The files in this folder were used in the project "AssistedLiving Project – responsible innovations for dignified lives at home for peoplewith mild cognitive impairment or dementia". This is a result from the Ph.D. Thesis "Sensor Event and Activity Prediction using Binary Sensors in Real Homes with Older Adults".
The thesis will be made available after the defense has taken place.
The thesis aim was to identify, apply, and evaluate state-of-the-art prediction methods in real homes of older adults.
The prediction methods chosen were: Active LeZi (ALZ), SPEED and LSTM neural nets.
The data used in the project is not public and therefore not uploaded here.

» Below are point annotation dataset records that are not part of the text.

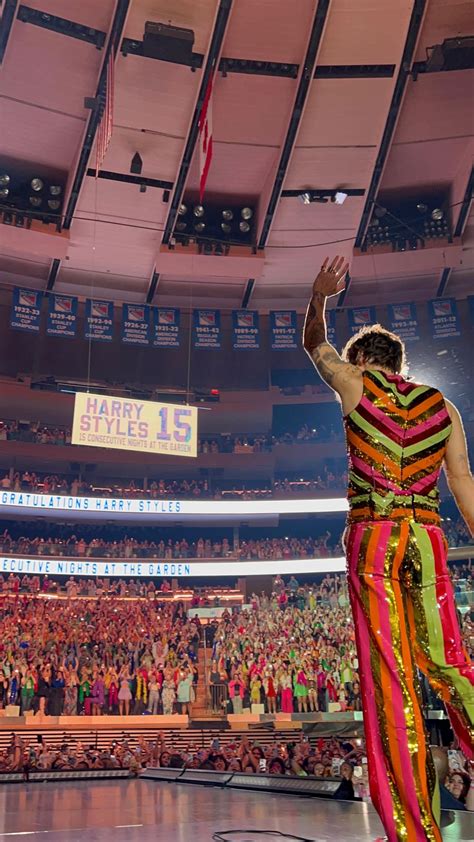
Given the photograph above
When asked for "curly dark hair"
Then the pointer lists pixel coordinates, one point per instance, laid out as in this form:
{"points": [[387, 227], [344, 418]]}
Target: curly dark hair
{"points": [[374, 344]]}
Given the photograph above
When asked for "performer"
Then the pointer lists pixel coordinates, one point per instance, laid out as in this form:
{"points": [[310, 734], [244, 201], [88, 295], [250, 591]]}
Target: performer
{"points": [[399, 433]]}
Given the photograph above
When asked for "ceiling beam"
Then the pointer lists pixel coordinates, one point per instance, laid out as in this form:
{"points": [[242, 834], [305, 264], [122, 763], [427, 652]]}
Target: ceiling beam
{"points": [[443, 281], [306, 77], [53, 273], [126, 178], [463, 215], [111, 49], [217, 38], [394, 110], [63, 26], [6, 23], [152, 287], [322, 191], [354, 71]]}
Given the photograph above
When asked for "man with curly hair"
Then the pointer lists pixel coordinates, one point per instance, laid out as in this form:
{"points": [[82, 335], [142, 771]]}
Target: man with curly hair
{"points": [[399, 435]]}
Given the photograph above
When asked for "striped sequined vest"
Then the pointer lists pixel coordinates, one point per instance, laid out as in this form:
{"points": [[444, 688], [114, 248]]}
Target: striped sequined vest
{"points": [[396, 438]]}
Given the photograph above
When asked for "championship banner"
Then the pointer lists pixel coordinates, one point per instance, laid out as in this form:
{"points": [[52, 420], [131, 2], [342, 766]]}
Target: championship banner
{"points": [[136, 324], [444, 318], [206, 329], [26, 310], [99, 321], [62, 316], [331, 326], [245, 330], [360, 316], [283, 327], [470, 300], [125, 424], [156, 569], [404, 321], [166, 324]]}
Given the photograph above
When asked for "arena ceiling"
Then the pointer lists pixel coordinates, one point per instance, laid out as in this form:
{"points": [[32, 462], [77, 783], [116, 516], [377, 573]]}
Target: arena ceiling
{"points": [[309, 96]]}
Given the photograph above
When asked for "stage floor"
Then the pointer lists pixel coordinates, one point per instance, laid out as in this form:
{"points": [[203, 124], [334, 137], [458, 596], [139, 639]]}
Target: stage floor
{"points": [[146, 811]]}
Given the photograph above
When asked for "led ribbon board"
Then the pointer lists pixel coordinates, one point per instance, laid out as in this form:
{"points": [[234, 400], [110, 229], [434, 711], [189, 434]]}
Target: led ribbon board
{"points": [[129, 424]]}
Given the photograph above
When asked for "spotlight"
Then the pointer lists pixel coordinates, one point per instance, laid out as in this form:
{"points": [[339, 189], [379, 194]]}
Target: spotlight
{"points": [[136, 164]]}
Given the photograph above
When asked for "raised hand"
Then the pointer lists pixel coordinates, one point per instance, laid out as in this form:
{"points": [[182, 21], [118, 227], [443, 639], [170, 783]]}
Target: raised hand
{"points": [[331, 278]]}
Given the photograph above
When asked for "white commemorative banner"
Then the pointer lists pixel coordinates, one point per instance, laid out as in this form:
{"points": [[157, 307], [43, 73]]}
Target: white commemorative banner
{"points": [[148, 568], [56, 505]]}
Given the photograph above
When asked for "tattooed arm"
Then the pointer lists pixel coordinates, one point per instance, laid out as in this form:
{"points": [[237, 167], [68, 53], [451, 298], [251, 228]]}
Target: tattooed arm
{"points": [[344, 378], [458, 472]]}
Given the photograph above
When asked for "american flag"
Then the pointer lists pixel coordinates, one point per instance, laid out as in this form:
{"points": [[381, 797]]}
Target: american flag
{"points": [[100, 309], [63, 305], [402, 311], [27, 298], [205, 138], [166, 317], [104, 132]]}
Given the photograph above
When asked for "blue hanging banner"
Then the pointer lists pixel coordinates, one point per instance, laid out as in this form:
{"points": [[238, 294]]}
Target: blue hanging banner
{"points": [[360, 316], [62, 316], [444, 318], [245, 330], [136, 324], [206, 329], [404, 321], [165, 327], [26, 310], [99, 320], [331, 326], [283, 327]]}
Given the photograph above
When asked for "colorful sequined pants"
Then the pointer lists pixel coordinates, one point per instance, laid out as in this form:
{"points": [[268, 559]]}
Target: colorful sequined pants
{"points": [[405, 617]]}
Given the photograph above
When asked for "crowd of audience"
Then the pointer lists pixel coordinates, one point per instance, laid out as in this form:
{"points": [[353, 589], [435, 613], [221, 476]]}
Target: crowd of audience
{"points": [[341, 760], [29, 481], [292, 650], [40, 434], [91, 542]]}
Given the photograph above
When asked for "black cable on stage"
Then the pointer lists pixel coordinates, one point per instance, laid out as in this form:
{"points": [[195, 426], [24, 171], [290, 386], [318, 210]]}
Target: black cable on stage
{"points": [[223, 835]]}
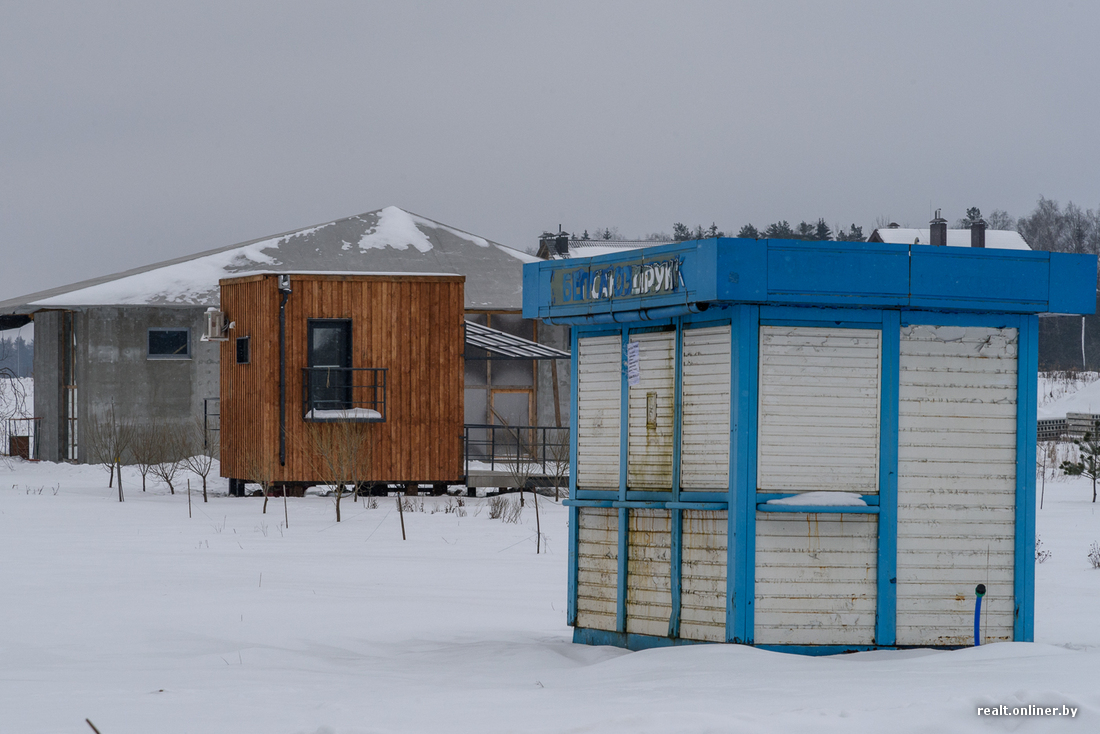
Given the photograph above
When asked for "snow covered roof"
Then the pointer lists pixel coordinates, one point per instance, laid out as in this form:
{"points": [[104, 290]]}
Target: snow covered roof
{"points": [[996, 239], [388, 240], [593, 248], [508, 346]]}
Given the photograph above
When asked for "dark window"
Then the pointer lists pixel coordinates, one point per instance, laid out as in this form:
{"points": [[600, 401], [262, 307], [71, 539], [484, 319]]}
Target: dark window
{"points": [[243, 350], [169, 343], [329, 363]]}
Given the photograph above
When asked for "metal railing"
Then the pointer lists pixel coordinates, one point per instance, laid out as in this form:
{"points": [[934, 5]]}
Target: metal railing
{"points": [[542, 450], [343, 394]]}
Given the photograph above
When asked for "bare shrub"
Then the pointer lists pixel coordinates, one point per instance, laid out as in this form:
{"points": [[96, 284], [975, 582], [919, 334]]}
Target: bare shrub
{"points": [[513, 512], [200, 452], [261, 468], [558, 462], [341, 453], [109, 436], [1042, 555], [496, 506], [171, 453]]}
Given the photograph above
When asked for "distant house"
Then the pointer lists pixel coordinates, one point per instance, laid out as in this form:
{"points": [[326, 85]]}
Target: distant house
{"points": [[132, 339]]}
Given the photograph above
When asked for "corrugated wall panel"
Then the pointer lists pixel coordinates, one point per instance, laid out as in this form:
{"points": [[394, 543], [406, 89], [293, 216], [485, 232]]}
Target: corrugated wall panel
{"points": [[704, 431], [649, 444], [815, 579], [598, 390], [703, 576], [818, 425], [956, 483], [649, 572], [597, 568]]}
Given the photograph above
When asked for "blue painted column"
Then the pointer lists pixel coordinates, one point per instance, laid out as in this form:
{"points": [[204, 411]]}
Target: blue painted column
{"points": [[1023, 628], [574, 518], [886, 623], [624, 525], [740, 538], [675, 551]]}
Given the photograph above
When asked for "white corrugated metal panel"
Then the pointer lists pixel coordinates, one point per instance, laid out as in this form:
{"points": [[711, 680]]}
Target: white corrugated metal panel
{"points": [[703, 576], [956, 483], [649, 572], [598, 387], [649, 444], [704, 430], [818, 412], [815, 579], [596, 568]]}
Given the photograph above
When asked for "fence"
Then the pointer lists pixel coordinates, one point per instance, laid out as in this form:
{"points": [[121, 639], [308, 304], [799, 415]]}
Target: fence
{"points": [[539, 450]]}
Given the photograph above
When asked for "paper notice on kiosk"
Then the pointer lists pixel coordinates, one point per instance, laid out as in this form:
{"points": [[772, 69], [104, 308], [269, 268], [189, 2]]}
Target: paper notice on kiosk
{"points": [[633, 364]]}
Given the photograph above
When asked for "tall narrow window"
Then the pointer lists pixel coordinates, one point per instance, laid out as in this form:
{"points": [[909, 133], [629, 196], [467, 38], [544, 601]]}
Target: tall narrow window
{"points": [[330, 364], [243, 350]]}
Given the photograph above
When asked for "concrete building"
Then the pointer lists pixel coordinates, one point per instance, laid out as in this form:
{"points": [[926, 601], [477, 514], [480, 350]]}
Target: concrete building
{"points": [[814, 447], [132, 340]]}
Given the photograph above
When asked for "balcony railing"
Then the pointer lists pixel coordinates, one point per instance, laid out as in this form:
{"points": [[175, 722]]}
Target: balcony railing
{"points": [[343, 394]]}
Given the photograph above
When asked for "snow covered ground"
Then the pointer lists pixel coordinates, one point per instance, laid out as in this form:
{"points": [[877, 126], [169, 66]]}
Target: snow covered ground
{"points": [[1068, 392], [143, 620]]}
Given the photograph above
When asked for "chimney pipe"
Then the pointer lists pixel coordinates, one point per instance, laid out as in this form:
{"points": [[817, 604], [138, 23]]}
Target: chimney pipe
{"points": [[561, 243], [978, 233], [937, 231]]}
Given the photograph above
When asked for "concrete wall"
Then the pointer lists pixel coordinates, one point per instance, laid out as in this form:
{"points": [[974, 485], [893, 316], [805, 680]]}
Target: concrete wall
{"points": [[47, 383], [112, 367]]}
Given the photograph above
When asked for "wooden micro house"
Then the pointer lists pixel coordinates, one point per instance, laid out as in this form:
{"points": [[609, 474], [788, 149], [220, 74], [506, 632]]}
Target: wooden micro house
{"points": [[305, 352], [814, 447]]}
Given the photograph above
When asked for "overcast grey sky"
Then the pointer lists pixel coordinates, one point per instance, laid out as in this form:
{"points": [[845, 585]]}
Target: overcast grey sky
{"points": [[136, 132]]}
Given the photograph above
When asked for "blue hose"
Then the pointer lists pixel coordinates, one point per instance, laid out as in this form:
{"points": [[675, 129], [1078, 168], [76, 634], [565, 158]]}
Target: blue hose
{"points": [[980, 591]]}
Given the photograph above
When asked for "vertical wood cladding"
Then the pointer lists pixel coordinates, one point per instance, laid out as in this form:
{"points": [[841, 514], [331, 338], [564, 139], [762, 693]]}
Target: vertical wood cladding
{"points": [[409, 325]]}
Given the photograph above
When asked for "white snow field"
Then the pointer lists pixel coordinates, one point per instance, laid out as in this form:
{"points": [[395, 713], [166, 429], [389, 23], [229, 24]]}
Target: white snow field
{"points": [[145, 621]]}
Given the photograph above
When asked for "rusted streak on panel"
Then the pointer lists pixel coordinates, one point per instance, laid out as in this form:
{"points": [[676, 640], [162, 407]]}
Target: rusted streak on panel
{"points": [[956, 499]]}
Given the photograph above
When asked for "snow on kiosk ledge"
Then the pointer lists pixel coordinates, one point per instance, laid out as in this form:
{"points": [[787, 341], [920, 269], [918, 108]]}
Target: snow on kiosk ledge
{"points": [[822, 500], [343, 414]]}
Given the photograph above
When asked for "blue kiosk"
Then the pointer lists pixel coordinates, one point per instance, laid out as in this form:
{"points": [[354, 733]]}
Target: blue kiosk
{"points": [[813, 447]]}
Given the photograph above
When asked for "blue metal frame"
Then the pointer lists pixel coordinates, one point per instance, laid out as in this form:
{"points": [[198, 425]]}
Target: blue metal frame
{"points": [[886, 620], [740, 535], [1026, 425], [624, 519], [574, 533]]}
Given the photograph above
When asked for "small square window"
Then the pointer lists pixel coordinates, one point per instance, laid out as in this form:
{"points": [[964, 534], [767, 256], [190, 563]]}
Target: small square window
{"points": [[243, 350], [166, 343]]}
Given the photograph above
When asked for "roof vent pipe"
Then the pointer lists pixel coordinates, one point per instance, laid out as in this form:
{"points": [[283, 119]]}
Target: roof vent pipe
{"points": [[938, 231], [978, 233]]}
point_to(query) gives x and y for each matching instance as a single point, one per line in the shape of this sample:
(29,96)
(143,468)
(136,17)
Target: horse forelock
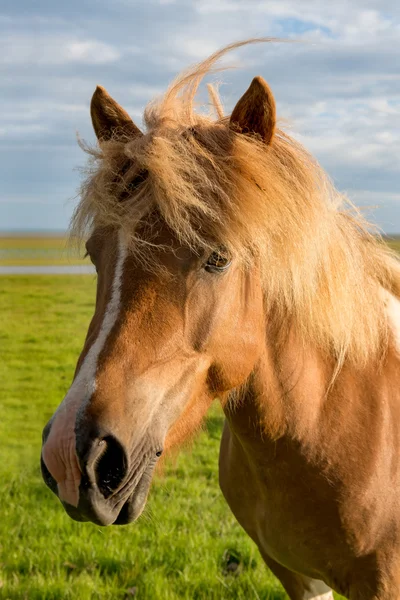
(321,265)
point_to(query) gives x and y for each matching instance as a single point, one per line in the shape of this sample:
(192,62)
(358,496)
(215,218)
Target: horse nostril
(111,467)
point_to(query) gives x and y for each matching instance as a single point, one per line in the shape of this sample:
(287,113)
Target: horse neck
(285,396)
(291,396)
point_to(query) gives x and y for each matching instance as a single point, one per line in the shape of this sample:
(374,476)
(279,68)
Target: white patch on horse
(59,450)
(393,313)
(318,590)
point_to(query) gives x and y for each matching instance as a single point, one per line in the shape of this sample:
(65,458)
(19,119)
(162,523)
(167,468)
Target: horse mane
(322,266)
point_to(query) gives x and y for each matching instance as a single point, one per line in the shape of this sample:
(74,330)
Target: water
(48,270)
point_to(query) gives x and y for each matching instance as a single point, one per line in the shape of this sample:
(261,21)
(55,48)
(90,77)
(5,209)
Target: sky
(337,90)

We carried out prediction of the next sensor event/activity and time information.
- propabilistic methods can be tested with the files SPEED.py and Lezi.py. They require TreePPM.py to run.
- all_methods_accMemory.py applied all the methods (ALZ, SPEED, LSTM nets) to plot graphs of the accuracies for different sizes of memory length.
- data_preparation.py has functions for reading the csv files and for a number of ways to input the data to the algorithms.
- sequential_activity_dataset.py and concurrent_activity_dataset.py have the rules for transforming binary sensor data to activity datasets, as explained in the thesis.
- transfer_learning.py has the script for doing transfer learning across the different apartments to predict the next sensor event.